PETERSBURG, Va. -- It's impossible to measure a family's grief.
Even when decades go by and the remains of their loved one remained unidentified in a mass grave.
One family, generations later, still held out hope for a final resolve.
A New Jersey man, killed during the first wave on the attack on Pearl Harbor is now home, buried in the family plot at Blandford Cemetery in Petersburg next to his parents and grandparents.
It was a warm September day, seven sailors in crisp, white uniforms fired a 21 gun salute, as taps echoed in the distance.
"There's no greater honor than to be a small part of bringing him home," said Admiral Katherine McCabe, U.S. Navy.
With grace, respect and honor, sailors remove the flag from the casket, fold it and give it to the family, but this funeral is more than a burial.
"This is more of a happy occasion" said Chris Thompson, nephew of Ensign William 'Bill' Manley Thompson. "This is a homecoming and this is the completion of this story in our family."
It's a homecoming story that dates back 75 years, 9 months and 2 days, the day the Japanese attack Pearl Harbor.
The next day President Franklin D. Roosevelt addressed Congress. "Yesterday, December 7th, 1941, a date which will live in infamy."
The Japanese attack would sink or damage more than a dozen US Navy Ship and kill 2,403 Americans.
The USS Oklahoma capsized and on board was 21-year-old Bill Thompson.
Days later his parents received a telegram saying their son "was lost in action in the performance of his duty and in the service of his country."
Both his grandparents and parents, who have ties to the Petersburg area, never got over what happened and making it worse, Thompson's body was never identified.
Thompson graduated high school in 1937 and the University of North Carolina in June of 1941.
By September he was an Ensign on the USS Oklahoma.
"He was a very good son and he consistently wrote home," said Marjorie Thompson, his niece.
His last letter home, dated November 23, 1941, included how much he enjoyed Thanksgiving dinner, that he was considering buying a guitar and possibly a car, and that he needed to start Christmas Shopping, as the Oklahoma could be out to sea when the Holiday arrived.
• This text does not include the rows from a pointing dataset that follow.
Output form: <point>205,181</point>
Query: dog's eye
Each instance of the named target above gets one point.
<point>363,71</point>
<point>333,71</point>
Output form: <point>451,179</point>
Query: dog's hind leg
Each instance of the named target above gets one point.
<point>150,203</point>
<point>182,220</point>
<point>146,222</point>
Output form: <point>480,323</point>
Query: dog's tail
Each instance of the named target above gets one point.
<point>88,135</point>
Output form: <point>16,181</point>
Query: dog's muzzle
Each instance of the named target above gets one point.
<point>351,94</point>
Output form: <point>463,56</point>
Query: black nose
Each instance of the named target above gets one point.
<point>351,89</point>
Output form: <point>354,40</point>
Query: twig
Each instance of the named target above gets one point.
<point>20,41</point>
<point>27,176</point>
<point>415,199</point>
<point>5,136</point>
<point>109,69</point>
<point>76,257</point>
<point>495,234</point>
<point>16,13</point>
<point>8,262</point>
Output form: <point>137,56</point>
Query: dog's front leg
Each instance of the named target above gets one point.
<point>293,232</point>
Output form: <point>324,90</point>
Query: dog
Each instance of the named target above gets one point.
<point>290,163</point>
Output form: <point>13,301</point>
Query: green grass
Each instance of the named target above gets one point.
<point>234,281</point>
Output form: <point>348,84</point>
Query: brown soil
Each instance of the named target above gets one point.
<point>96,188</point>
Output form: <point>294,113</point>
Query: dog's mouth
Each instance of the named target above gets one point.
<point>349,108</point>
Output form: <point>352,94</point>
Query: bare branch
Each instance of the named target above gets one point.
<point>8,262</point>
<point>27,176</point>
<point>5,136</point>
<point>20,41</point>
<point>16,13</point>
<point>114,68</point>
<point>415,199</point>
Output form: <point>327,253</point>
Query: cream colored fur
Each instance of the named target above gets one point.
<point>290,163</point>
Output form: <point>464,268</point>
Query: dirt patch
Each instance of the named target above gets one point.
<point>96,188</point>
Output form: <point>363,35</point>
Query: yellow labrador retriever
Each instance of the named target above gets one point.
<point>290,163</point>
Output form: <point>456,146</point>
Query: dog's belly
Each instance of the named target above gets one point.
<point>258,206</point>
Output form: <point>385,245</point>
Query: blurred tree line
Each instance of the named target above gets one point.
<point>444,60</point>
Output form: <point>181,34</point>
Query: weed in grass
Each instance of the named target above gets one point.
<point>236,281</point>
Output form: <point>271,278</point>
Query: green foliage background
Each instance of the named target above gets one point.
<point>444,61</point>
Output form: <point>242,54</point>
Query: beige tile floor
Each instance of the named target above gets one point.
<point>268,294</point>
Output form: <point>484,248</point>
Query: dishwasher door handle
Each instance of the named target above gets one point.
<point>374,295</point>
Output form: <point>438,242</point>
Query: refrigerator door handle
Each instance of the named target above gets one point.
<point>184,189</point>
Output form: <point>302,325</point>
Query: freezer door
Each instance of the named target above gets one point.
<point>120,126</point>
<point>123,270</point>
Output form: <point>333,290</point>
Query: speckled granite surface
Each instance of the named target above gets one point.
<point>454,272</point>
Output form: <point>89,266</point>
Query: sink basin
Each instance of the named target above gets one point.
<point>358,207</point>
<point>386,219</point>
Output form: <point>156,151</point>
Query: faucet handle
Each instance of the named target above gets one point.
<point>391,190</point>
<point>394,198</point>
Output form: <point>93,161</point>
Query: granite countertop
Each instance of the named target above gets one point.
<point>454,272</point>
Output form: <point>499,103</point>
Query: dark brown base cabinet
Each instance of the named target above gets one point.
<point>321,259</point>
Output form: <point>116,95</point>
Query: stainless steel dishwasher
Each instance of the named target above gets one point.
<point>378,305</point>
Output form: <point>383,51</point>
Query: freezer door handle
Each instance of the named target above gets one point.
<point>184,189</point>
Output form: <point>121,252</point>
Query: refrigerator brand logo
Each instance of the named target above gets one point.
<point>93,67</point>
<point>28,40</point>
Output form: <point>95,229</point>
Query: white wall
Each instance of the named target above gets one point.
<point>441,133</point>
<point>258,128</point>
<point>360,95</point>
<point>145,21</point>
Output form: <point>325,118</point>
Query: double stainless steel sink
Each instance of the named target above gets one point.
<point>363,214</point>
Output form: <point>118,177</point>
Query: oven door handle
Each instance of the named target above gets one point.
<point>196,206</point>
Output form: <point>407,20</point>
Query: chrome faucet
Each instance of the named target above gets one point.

He didn't live to see Christmas.
"My grandmother in fact, after Pearl Harbor, she had a plot reserved here for him, in the hopes he would one day be able to come home, they would identify him and bring him home," said Chris Thompson.
For decades a foot stone in Blandford Cemetery marked that spot.
Then a few years ago, the Navy asked for DNA samples from the family.
"I think it goes back to you're never forgotten" said Admiral Katherine McCabe.
"We've been very impressed that the Navy went to this trouble, this time, this expense and I think that does send a message that the country cares about it's veterans and MIA's" said Chris Thompson.
In April of 2017 there was a DNA Match and on September 8 the remains of Ensign William Manley Thompson were laid to rest in Virginia Soil and a new grave marker was added.
"You feel a sense of completion and justice" said Marjorie Thompson. "Yes he's finally home, he's with his family now."